Maria Montessori designed her materials to accommodate children starting in toddlerhood. Kids who start their education as infants in a Montessori daycare don’t know any different. But what about the children who transition to Montessori daycare from public school or another type of program? These kids are going to need to unlearn some of the ways of their old school when they enter Montessori.
New and Unfamiliar Parts of Montessori Work
As a guide, consider the parts of Montessori that might stand out as new or different to a child transferring in. What parts of traditional education might they expect, and how will they feel when they do not find these elements?
Kids in traditional learning institutions are usually accustomed to:
- Teacher-directed activities
- Whole class tasks
- Asking permission for many things
Certain aspects of Montessori that may cause confusion include:
- The three-hour work period, particularly the element of choice
- Needing to wait for one’s turn, for as long as another student is busy with a material
- Increased independence, such as preparing and serving oneself a snack.
A child who first enters Montessori, after having experiences elsewhere, may wait for the teacher to tell her what to work on. She may become confused without explicit instruction and even freeze up.
Open-Ended Materials as a Transition to Montessori Work
At the beginning of a new school year, guides should prepare two or three simple stations to help begin the transition. For example, plain wooden blocks, playdough, and a play kitchen with realistic-looking pots and pans. Other options include chalk, animal figurines, or a train set.
It’s a little too abrupt to start right into Montessori. Consider the fact that you would need to present several works before you could let your students go freely choose. A child who is new to Montessori needs to learn the process of the work period first.
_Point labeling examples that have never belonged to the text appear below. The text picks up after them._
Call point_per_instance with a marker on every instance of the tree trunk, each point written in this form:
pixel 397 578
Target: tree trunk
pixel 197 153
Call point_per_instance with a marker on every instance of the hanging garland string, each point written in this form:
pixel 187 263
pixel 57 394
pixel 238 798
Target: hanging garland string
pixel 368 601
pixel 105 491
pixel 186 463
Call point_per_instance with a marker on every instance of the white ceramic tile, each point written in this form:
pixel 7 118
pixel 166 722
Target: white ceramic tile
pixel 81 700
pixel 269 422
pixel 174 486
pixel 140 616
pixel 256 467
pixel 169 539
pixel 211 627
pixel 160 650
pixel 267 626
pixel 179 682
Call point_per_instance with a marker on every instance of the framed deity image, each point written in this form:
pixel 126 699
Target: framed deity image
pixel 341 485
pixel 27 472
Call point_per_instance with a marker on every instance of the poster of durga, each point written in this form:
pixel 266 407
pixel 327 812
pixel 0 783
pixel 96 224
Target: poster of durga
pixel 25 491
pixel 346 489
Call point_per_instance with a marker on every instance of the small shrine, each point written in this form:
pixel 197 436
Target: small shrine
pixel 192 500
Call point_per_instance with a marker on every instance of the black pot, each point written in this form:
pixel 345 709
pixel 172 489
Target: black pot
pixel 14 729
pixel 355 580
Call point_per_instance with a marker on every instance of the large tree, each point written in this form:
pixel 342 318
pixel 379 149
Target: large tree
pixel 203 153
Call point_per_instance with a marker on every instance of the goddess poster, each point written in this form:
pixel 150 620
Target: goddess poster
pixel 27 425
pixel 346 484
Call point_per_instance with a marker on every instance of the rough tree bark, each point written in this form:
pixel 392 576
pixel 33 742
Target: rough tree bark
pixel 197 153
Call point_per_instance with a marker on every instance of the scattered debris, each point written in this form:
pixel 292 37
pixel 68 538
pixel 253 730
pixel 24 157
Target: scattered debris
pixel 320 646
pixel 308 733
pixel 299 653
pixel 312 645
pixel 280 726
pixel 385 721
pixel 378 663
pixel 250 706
Meanwhile, he can slowly build up his repertoire of how to use the materials in the way Dr. Montessori intended.
Focus on helping kids understand that every material has a home. We are careful with them and we put them back neatly in place when we finish. Also, really emphasize the role of choice. New students need to adjust to choosing what to do and how long to do it for. At the start, you might need to prompt a child to change activities when he appears restless.
Introducing Montessori Work
As soon as possible, begin introducing the materials to your new students. Present them with exactness, and invest a bit of time into making sure the children work with precision and care. Mix in some grace and courtesy lessons early on, focusing specifically on the care of classroom books and materials.
Allow children to work with the materials as soon as they master their use. Gradually remove the open-ended materials you started with as you build up enough purposeful work to replace them.
Normalization in the Montessori Classroom
Normalization is the process by which children develop the skills needed to thrive happily in the Montessori classroom. Dr. Montessori teaches that children will focus with ease, for long periods of time, when the conditions are right. The materials they can access need to be at just the right level of challenge to engage them. Their environment must be one conducive to concentration, and they should not be interrupted.
Normalization happens much more quickly than you might expect. Children are quite adaptable and eager to learn. The guide must set the scene so that they can, and they will.